In releases rel-v2018.1 and rel-v2018.2, edit conf/layer.conf.  If there is a double backward slash “\\” in the BBFILES variable, delete one backward slash, so there is only a single backward slash “\”.  This is required for proper line continuation, otherwise your bbappend files will not be found.

layer.conf
# We have a conf and classes directory, add to BBPATH
BBPATH .= ":${LAYERDIR}"

# We have recipes-* directories, add to BBFILES
BBFILES += "${LAYERDIR}/recipes-*/*/*.bb \
            ${LAYERDIR}/recipes-*/*/*.bbappend"

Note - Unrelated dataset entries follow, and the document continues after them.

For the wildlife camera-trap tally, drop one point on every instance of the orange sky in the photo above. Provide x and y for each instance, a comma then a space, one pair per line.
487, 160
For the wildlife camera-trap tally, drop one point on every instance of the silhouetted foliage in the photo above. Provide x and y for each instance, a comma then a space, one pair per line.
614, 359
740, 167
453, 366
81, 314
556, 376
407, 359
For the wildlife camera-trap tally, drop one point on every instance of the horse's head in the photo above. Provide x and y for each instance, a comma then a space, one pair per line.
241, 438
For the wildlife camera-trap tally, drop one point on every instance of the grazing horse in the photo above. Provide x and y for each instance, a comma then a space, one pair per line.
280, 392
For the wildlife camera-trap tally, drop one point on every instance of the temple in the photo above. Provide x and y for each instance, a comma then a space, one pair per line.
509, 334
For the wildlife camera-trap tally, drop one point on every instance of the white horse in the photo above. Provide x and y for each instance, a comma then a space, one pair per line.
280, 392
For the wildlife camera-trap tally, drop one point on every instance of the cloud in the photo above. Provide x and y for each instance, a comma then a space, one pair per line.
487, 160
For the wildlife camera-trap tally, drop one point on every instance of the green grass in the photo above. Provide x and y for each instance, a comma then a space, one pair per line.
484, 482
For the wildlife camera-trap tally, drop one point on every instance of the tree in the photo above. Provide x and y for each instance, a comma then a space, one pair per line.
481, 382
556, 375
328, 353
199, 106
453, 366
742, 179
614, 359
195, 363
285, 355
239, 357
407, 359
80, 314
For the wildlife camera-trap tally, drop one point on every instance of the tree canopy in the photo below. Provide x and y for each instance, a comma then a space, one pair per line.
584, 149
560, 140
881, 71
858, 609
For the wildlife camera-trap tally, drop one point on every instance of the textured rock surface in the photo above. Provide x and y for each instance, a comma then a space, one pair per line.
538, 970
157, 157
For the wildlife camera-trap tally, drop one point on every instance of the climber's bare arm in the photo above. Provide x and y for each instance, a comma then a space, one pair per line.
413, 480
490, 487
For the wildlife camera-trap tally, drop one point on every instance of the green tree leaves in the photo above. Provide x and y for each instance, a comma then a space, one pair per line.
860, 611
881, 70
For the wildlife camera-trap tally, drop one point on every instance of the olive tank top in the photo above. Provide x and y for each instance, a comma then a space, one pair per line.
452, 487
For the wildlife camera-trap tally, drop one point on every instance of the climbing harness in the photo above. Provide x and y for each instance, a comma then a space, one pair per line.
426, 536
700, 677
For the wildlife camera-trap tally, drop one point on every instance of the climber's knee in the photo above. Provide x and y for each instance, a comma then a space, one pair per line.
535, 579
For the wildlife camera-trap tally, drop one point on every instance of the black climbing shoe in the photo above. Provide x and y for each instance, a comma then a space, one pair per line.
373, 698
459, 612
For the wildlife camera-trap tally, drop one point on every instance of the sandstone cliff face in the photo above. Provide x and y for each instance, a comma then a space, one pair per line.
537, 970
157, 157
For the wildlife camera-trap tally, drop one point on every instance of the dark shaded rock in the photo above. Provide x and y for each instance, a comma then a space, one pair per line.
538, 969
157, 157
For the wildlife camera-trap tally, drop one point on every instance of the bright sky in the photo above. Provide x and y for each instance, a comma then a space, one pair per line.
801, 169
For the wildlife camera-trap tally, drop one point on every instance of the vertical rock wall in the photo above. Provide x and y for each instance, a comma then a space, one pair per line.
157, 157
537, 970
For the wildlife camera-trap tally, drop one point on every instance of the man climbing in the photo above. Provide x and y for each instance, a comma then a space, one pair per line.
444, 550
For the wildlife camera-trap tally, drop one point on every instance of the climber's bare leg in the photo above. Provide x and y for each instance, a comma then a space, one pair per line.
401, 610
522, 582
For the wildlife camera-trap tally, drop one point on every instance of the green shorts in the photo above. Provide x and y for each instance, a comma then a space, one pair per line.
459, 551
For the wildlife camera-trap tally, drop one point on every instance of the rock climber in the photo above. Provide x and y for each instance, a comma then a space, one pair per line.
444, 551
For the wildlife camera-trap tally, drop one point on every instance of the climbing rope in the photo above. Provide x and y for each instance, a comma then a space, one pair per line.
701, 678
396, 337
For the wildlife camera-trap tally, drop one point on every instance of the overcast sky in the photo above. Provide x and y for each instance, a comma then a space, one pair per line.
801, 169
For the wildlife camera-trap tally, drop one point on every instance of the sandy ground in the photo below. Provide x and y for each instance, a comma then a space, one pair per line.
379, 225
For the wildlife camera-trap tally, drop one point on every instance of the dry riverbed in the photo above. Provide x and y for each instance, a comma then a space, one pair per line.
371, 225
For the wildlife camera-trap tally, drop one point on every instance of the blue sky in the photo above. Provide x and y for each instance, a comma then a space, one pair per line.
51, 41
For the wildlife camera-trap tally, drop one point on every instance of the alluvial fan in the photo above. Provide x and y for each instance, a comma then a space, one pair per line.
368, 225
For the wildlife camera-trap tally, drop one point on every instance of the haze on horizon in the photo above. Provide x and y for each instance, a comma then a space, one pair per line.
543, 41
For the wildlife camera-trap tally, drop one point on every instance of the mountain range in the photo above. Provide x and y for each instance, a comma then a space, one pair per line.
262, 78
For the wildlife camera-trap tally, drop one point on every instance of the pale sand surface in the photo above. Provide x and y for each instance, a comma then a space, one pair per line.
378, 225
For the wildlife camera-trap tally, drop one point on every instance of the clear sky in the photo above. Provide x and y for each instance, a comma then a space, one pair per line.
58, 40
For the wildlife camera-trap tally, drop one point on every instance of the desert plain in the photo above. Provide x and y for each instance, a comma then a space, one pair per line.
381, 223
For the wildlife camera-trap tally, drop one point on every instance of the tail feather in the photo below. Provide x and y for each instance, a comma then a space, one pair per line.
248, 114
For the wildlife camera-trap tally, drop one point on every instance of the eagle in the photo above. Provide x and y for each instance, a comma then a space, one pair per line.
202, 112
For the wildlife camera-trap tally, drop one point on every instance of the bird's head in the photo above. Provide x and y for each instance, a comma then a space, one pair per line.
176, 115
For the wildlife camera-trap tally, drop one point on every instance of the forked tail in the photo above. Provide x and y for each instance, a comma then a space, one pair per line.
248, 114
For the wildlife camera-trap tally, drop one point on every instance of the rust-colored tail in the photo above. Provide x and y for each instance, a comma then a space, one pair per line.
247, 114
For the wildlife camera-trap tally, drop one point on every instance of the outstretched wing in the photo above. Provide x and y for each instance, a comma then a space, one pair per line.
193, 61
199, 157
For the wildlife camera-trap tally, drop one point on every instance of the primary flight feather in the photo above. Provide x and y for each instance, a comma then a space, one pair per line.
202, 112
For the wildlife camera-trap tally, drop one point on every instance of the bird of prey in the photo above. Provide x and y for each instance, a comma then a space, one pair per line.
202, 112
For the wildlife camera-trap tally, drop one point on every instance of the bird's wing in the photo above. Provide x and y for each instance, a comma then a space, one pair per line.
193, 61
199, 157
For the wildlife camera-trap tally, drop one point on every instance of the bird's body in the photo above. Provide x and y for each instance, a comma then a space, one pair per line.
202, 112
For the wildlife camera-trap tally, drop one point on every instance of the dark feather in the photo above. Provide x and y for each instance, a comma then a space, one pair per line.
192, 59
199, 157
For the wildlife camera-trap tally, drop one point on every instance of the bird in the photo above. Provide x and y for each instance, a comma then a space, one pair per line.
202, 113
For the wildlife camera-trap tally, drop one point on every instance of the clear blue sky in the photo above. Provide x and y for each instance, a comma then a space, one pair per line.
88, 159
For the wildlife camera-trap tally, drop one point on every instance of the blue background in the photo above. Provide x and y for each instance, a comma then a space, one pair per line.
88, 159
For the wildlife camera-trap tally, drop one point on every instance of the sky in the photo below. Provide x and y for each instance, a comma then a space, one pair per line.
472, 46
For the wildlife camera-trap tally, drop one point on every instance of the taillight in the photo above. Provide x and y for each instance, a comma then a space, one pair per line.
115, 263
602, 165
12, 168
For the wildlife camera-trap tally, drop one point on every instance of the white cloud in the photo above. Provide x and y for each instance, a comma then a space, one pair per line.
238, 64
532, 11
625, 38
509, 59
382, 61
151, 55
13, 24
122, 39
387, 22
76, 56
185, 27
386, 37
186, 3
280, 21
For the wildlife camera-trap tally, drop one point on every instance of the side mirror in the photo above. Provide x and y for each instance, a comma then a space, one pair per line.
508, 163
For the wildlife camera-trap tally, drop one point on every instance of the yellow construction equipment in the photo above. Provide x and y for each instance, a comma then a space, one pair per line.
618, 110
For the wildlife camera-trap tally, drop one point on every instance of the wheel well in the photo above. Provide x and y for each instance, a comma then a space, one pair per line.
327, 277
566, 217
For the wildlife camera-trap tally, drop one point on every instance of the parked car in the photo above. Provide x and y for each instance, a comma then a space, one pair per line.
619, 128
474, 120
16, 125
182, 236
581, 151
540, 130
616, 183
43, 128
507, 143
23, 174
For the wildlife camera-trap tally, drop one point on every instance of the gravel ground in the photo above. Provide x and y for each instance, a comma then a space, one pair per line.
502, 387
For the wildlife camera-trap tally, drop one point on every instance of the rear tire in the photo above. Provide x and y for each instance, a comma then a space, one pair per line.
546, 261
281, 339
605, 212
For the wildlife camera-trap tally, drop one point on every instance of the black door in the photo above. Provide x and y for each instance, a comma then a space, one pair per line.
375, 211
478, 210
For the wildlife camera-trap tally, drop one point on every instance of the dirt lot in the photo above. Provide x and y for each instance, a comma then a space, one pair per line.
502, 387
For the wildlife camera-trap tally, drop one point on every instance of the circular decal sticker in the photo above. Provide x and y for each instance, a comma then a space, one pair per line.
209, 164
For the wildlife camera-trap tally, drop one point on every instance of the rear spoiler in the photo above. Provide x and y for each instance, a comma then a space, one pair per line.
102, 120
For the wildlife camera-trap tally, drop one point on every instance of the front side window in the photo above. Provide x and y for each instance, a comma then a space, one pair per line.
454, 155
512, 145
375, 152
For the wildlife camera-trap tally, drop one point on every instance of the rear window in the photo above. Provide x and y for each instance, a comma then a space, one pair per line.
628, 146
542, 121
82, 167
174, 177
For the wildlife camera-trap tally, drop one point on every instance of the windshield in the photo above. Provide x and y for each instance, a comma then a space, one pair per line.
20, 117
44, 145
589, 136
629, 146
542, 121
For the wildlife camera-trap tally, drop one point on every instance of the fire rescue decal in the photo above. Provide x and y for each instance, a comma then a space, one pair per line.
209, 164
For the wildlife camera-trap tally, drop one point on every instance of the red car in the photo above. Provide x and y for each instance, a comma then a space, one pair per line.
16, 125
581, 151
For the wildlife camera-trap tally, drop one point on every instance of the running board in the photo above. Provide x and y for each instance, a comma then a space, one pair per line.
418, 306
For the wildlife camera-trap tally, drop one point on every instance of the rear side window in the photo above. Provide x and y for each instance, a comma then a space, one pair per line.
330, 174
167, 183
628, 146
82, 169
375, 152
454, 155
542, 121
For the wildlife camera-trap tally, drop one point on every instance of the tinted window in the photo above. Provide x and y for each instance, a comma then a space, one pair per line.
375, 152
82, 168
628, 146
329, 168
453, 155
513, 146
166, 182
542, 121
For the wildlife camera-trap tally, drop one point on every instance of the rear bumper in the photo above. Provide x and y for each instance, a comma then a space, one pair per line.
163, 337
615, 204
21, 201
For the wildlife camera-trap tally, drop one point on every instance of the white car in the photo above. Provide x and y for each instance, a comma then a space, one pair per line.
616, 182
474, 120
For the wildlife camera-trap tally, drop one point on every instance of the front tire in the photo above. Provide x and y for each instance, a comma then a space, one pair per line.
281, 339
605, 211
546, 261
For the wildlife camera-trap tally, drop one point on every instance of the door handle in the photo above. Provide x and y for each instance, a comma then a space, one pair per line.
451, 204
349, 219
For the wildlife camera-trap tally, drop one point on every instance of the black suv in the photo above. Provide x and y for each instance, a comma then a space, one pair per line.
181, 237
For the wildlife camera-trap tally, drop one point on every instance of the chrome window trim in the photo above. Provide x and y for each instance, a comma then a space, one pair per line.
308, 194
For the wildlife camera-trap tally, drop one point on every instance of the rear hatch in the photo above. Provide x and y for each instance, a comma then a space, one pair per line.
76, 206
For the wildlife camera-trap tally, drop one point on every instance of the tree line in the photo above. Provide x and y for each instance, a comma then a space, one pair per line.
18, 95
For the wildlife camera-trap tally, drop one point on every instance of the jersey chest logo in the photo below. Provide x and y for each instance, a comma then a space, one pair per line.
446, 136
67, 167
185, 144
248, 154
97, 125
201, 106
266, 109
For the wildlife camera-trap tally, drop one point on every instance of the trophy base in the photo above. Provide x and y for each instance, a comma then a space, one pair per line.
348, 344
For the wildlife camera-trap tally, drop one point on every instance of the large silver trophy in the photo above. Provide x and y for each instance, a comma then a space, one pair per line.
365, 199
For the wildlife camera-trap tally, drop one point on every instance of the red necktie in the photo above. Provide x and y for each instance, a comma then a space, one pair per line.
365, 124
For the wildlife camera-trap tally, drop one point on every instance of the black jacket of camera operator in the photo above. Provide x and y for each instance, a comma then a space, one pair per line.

BBFILE_COLLECTIONS += "meta-example"
BBFILE_PATTERN_meta-example = "^${LAYERDIR}/"
BBFILE_PRIORITY_meta-example = "6"
bblayers.conf
LCONF_VERSION = "7"

BBPATH = "${TOPDIR}"
BBFILES ?= ""

BBLAYERS ?= " \
  /home/emil/yocto/sources/core/meta \
  /home/emil/yocto/sources/core/meta-poky \
<...>
  /home/emil/yocto/sources/core/../meta-xilinx/meta-xilinx-bsp \
  /home/emil/yocto/sources/core/../meta-xilinx/meta-xilinx-contrib \
  /home/emil/yocto/sources/core/../meta-xilinx-tools \
  /home/emil/yocto/sources/core/../meta-petalinux \
  /home/emil/yocto/sources/core/../meta-virtualization \
  /home/emil/yocto/sources/core/../meta-openamp \
  /home/emil/yocto/sources/meta-example \
  "

BBLAYERS_NON_REMOVABLE ?= " \
    /home/emil/yocto/sources/core/meta \
"

Custom Layer Directory Structure

After the directory structure is created, you can begin populating the layer with recipes, bbappends, patches, cfg fragments, machine configs, etc.  The example.bb recipe is an artifact of the create-layer and can be safely deleted.  You can continue expanding your layer to include recipes for custom BSPs, applications and other open source components or stacks.  At this point, it's pretty straight forward to put your layer under Git control.

Verify Your Layer

You can verify that your custom layer has been properly added to the Yocto build system by running bitbake-layers show-layers as shown below.

show-layers
$ bitbake-layers show-layers | grep meta-example
meta-example          /home/emil/yocto/sources/meta-example  6

Removing Your Layer

To remove a layer, you can either manually edit the bblayers.conf or use the bitbake-layers remove-layer script as shown below from the build directory.

remove-layer
$ bitbake-layers remove-layer meta-example

Creating a New Machine Configuration

Now lets create a machine configuration that inherits all of the defaults from the zcu102-zynqmp machine.  The name of this new machine will be the tuple example-zcu102-zynqmp.  In the conf/machine directory of your custom layer, create a machine configuration file named example-zcu102-zynqmp.conf with the require statement below .  This will include all of the defaults from the zcu102-zynqmp.  At this point you can customize the machine by adding new properties or overriding any of the zcu102-zynqmp defaults.

conf/machine/example-zcu102-zynqmp.conf
require conf/machine/zcu102-zynqmp.conf

Now you can build your new machine by specifying the MACHINE variable on the bitbake command line.

bitbake
$ MACHINE=example-zcu102-zynqmp bitbake petalinux-image-minimal

bitbake

Make sure you have sourced setupsdk and you are in the build directory when bitbaking.